For nearly 112 years, Mount St. Sepulchre in D.C. has been home to a Franciscan monastery and its Memorial Church of the Holy Sepulcher — complete with replicas of Jesus' tomb and other holy sites. About 25,000 people visit each year to see its shrines representing the holiest places in Christianity.
During her first visit in October, Toorop, a 43-year-old accountant from Philadelphia, said she was more than impressed.
"To be honest, I think this place is better than the National Cathedral," she said, walking through the Byzantine-style church located across town from the well-known Episcopal cathedral that often hosts presidents and national events.
"This place is more spiritual," Toorop said. "I feel closer to Jesus and to his story and to the pain and suffering he went through because there's these relics here."
Her pilgrimage to the church with a busload of parishioners from Nativity of Our Lord Church in Warminster, Pa., came on the same day the Franciscan Order celebrated a remarkable moment — its 800th anniversary. The order was founded by St. Francis of Assisi, who traveled to Rome in 1209 to ask the pope's approval.
"They wanted to live the Gospel as literally as they could," said Father Jeremy Harrington, who heads the Washington monastery. That includes a simple life, serving others, with no real worldly possessions of their own.
Hundreds of friars have passed through the D.C. monastery over time, often in preparation to serve in the Holy Land where Franciscans serve as the Catholic Church's chief custodians of the holiest sites. It's also the place where Good Friday collections from all U.S. Catholic churches are sent before the Vatican distributes the money to support the Franciscans' work.
In the Holy Land, they try to foster peace and reconciliation among Muslims, Jews and other groups, Harrington said. They also strive to make the Gospel accessible to people in the tradition of St. Francis.
Harrington, 77, dressed in the friar's traditional brown robe, serves as guardian and commissary of the monastery. He's one of 20 who live there full-time, celebrating Mass twice daily and meeting together for morning and evening prayer.

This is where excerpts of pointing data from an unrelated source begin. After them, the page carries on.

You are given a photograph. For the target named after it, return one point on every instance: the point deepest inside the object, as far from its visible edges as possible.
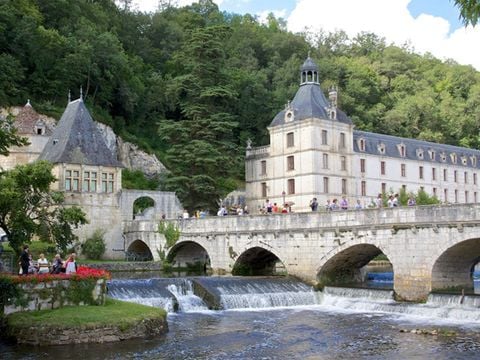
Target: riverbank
(115, 321)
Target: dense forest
(192, 84)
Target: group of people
(43, 266)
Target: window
(362, 165)
(343, 143)
(343, 163)
(361, 144)
(402, 150)
(325, 185)
(324, 137)
(263, 167)
(89, 181)
(68, 180)
(325, 161)
(290, 140)
(290, 163)
(291, 186)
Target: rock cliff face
(127, 153)
(130, 155)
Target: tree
(28, 207)
(9, 136)
(469, 11)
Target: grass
(115, 313)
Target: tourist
(57, 265)
(395, 200)
(411, 201)
(70, 265)
(358, 205)
(328, 205)
(24, 260)
(43, 266)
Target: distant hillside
(192, 84)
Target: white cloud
(392, 20)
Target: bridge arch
(188, 254)
(345, 265)
(258, 261)
(453, 269)
(139, 251)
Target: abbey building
(314, 151)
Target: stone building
(314, 151)
(36, 129)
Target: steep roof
(27, 120)
(413, 148)
(309, 102)
(76, 140)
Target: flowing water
(279, 318)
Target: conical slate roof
(309, 102)
(76, 140)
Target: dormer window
(473, 159)
(361, 144)
(453, 158)
(381, 148)
(402, 149)
(420, 153)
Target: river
(284, 319)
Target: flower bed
(51, 291)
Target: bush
(94, 247)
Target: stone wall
(55, 294)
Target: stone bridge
(429, 247)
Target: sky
(425, 25)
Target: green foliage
(135, 179)
(28, 207)
(422, 198)
(94, 247)
(115, 312)
(170, 231)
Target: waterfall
(167, 293)
(187, 300)
(255, 293)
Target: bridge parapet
(424, 216)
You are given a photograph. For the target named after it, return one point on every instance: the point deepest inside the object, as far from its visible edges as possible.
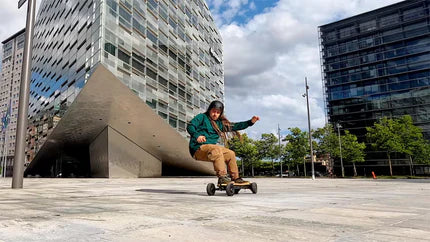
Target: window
(110, 48)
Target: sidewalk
(178, 209)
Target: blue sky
(269, 48)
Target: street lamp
(309, 126)
(279, 139)
(24, 90)
(340, 148)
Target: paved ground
(178, 209)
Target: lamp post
(24, 90)
(279, 139)
(340, 148)
(309, 126)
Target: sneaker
(240, 180)
(223, 180)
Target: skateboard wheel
(254, 187)
(210, 189)
(230, 189)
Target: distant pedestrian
(205, 130)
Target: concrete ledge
(178, 209)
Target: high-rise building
(13, 48)
(377, 64)
(167, 52)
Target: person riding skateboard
(205, 130)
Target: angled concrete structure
(114, 84)
(123, 136)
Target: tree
(413, 141)
(385, 136)
(267, 148)
(327, 142)
(246, 151)
(297, 146)
(352, 151)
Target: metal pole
(5, 151)
(279, 138)
(310, 131)
(340, 149)
(21, 131)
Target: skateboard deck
(231, 188)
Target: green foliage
(414, 143)
(327, 141)
(297, 147)
(385, 136)
(267, 147)
(352, 150)
(245, 150)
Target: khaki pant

Other priests stay for shorter periods while studying at nearby Catholic University of America.
"We are the supply line for the friars in the Holy Land," Harrington said. "We recruit men to become Franciscans and go to serve there. We support them emotionally, spiritually and financially."
Their church is filled with intricate works of art and the unique to-scale replicas of various sites.

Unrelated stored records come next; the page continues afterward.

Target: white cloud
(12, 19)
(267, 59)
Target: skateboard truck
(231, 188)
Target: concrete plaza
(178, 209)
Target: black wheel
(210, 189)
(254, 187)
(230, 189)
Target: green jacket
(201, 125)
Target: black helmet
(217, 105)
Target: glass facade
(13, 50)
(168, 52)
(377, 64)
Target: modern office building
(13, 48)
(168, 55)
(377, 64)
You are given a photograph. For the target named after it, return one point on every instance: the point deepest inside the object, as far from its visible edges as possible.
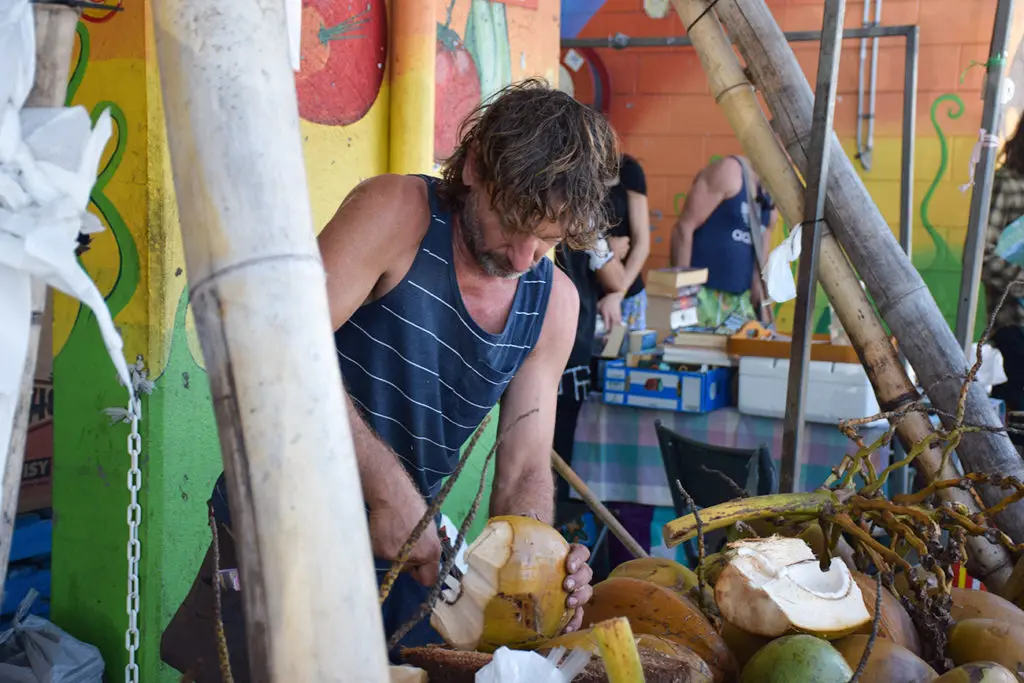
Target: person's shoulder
(724, 174)
(564, 296)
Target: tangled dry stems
(919, 525)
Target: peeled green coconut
(799, 658)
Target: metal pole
(899, 482)
(814, 211)
(909, 130)
(622, 41)
(974, 245)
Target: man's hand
(390, 527)
(620, 247)
(610, 309)
(578, 584)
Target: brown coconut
(513, 591)
(982, 604)
(987, 640)
(895, 624)
(666, 572)
(656, 610)
(888, 662)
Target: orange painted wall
(660, 107)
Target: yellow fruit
(888, 662)
(657, 610)
(978, 672)
(987, 640)
(513, 591)
(619, 650)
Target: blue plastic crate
(33, 537)
(668, 390)
(20, 578)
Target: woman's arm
(639, 236)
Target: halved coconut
(513, 591)
(775, 585)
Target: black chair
(713, 474)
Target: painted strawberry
(343, 54)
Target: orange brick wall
(660, 107)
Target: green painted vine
(943, 255)
(128, 270)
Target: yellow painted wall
(138, 264)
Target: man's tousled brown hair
(542, 155)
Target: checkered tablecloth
(617, 457)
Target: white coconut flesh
(461, 624)
(772, 586)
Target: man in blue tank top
(714, 231)
(444, 305)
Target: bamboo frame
(885, 371)
(257, 289)
(901, 295)
(54, 27)
(814, 210)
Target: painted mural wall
(138, 264)
(658, 101)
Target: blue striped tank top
(423, 374)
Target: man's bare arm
(711, 187)
(357, 246)
(523, 482)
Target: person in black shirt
(594, 272)
(629, 238)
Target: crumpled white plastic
(528, 667)
(777, 274)
(48, 163)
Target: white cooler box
(836, 391)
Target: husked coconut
(513, 591)
(775, 585)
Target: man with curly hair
(444, 306)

The site dates to 1897 when Father Godfrey Schilling purchased an old farm estate to build the monastery and church. He had returned from serving in the Holy Land and wanted to offer Americans a glimpse of those sites that many would never see in person.

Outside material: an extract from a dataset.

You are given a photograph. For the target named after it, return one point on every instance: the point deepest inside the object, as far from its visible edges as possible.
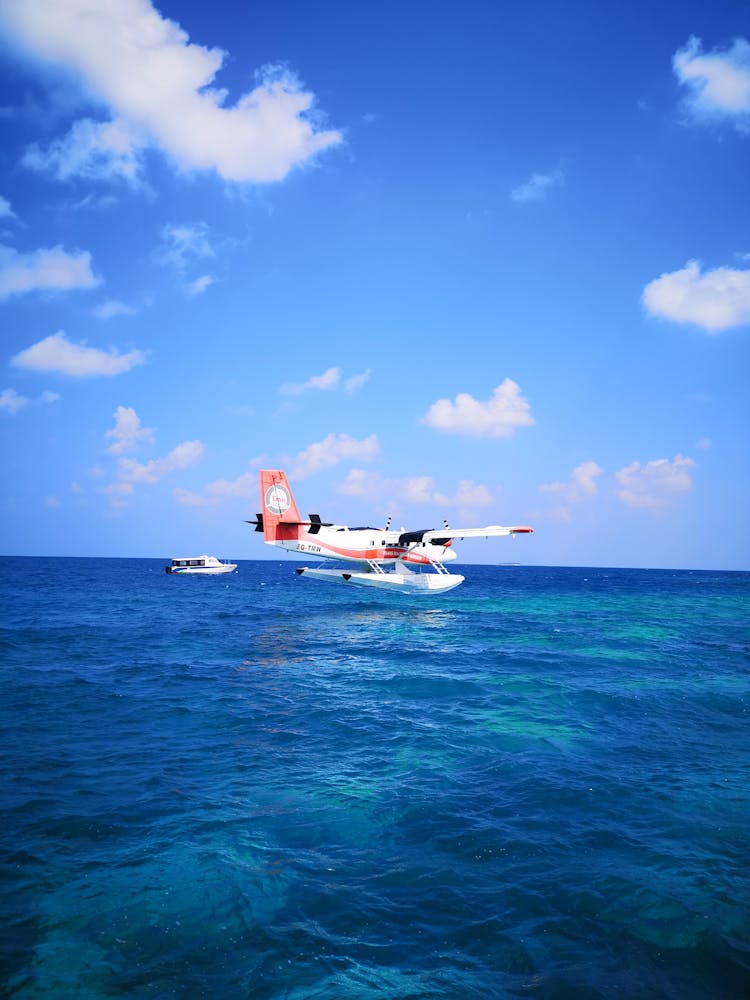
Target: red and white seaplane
(371, 549)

Architect Aristide Leonori was hired to design the building, which was made in the shape of a Crusader Cross of Jerusalem. It incorporates the Byzantine style with Italian Romanesque elements.
Leonori also visited the Holy Land to take measurements and photographs of sites that were to be reproduced inside the church. Several artists created the colorful paintings, mosaics, stained glass and statues that adorn the altars and walls.
The details are exacting. The Altar of Calvary, for example, is set high in the church to show the actual height of Mount Calvary. Tour guides at the church said Jesus' body was taken to a tomb located the exact distance across the church where a replica of the tomb is situated. Stone from the real tomb in Jerusalem was sent for use in the D.C. replica, they said.
"I've never been over to the Holy Land. I've never traveled," said Debbie Schultheis, 41, a recent visitor from the Warminster, Pa., church. "But this gives you a nice documentation of Jesus' life."
On the basement level, visitors find replicas of the shrine at Nazareth dedicated to the Annunciation — when Mary learned she would bear the child of God — and the nativity in Bethlehem where Jesus was born.
There are also replicas of the catacombs in Rome with altars holding the real remains of St. Benignus, a second-century martyr put to death by the Roman emperor, and the body of St. Innocent, a child martyr, to show the persecution of early Christians.
Outside, the monastery's expansive gardens are filled with colorful roses and more replicas depicting the garden of Gethsemane, the tomb of the Virgin Mary, the Portiuncula Chapel that St. Francis restored and other sites.
The monastery is contemplating an expansion that could include private, solitary retreats on the wooded areas of its grounds to offer a place for prayer and reflection.
"That's our life," Harrington said, "to be people of peace."